For all the chemistry geeks... - iamelgringo
http://www.touchspin.com/chem/SWFs/pt2k61012.swf
======
sethjohn
I am a chemist, and I like it.

I used to use webelements.com, which has the same information but is becoming
more and more difficult to navigate with all the ads and subsections. I need a
site that serves the same purpose as glancing up at the periodic table on my
wall...except that I don't have a periodic table on my wall...so the lighting-
fastness of it is great.

Your periodic table links to Wikipedia, which I just realized today has
wonderful information on the elements. At first I assumed this was kind of a
problem business-wise...you're linking to a competitor with much better
information. Then I realized what a great tool this is as an interface for the
wikipedia information on the elements.

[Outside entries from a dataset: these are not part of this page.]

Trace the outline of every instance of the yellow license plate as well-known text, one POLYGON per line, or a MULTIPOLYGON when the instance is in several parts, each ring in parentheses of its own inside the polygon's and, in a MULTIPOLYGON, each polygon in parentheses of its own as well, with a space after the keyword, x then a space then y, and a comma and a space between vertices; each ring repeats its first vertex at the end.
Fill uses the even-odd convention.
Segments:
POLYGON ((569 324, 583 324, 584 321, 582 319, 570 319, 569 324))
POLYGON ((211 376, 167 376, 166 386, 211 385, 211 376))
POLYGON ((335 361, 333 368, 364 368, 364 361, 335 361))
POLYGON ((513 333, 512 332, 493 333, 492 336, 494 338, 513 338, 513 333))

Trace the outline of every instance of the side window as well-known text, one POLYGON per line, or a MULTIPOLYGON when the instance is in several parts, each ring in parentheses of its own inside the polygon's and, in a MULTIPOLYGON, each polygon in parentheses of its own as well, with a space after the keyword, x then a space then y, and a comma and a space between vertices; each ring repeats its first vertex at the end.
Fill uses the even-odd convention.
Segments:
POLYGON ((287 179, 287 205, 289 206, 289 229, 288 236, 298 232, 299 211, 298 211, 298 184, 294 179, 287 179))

So, I've replaced the Webelements link
in my bookmark bar with the Touchspin periodic table, which I will use as an
interface to link to the wikipedia pages for more detailed information.

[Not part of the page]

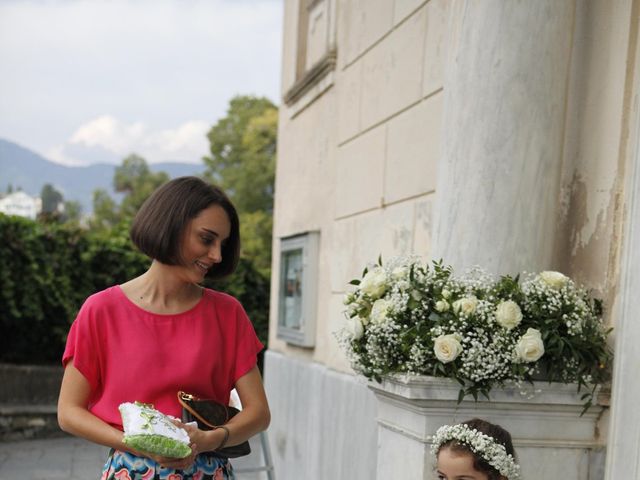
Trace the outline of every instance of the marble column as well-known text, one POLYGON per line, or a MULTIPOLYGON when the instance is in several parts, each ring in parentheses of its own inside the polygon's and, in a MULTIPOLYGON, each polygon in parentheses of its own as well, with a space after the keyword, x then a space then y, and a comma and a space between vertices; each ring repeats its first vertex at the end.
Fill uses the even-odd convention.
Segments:
POLYGON ((434 258, 552 267, 574 2, 455 0, 434 258))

A few small points: -When I minimized the window with the elemental
information in it, I couldn't ever figure out how to make it bigger again.
-Some of the data is missing (% crustal abundance for Zn and many other
elements). -No isotopic data which is what I am usually looking for.

------
martythemaniak
When I was in high school the periodic table still didn't have names for some
of those elements (I think it only went up to Lawrencium).

I'm not actually old myself, but evidently that periodic table was. ;)

------
shaunxcode
I would have been more stoked had it been cross browser css/js. Still awesome.

------
friedbaloney
what about ununbium (112) through ununoctium (118)?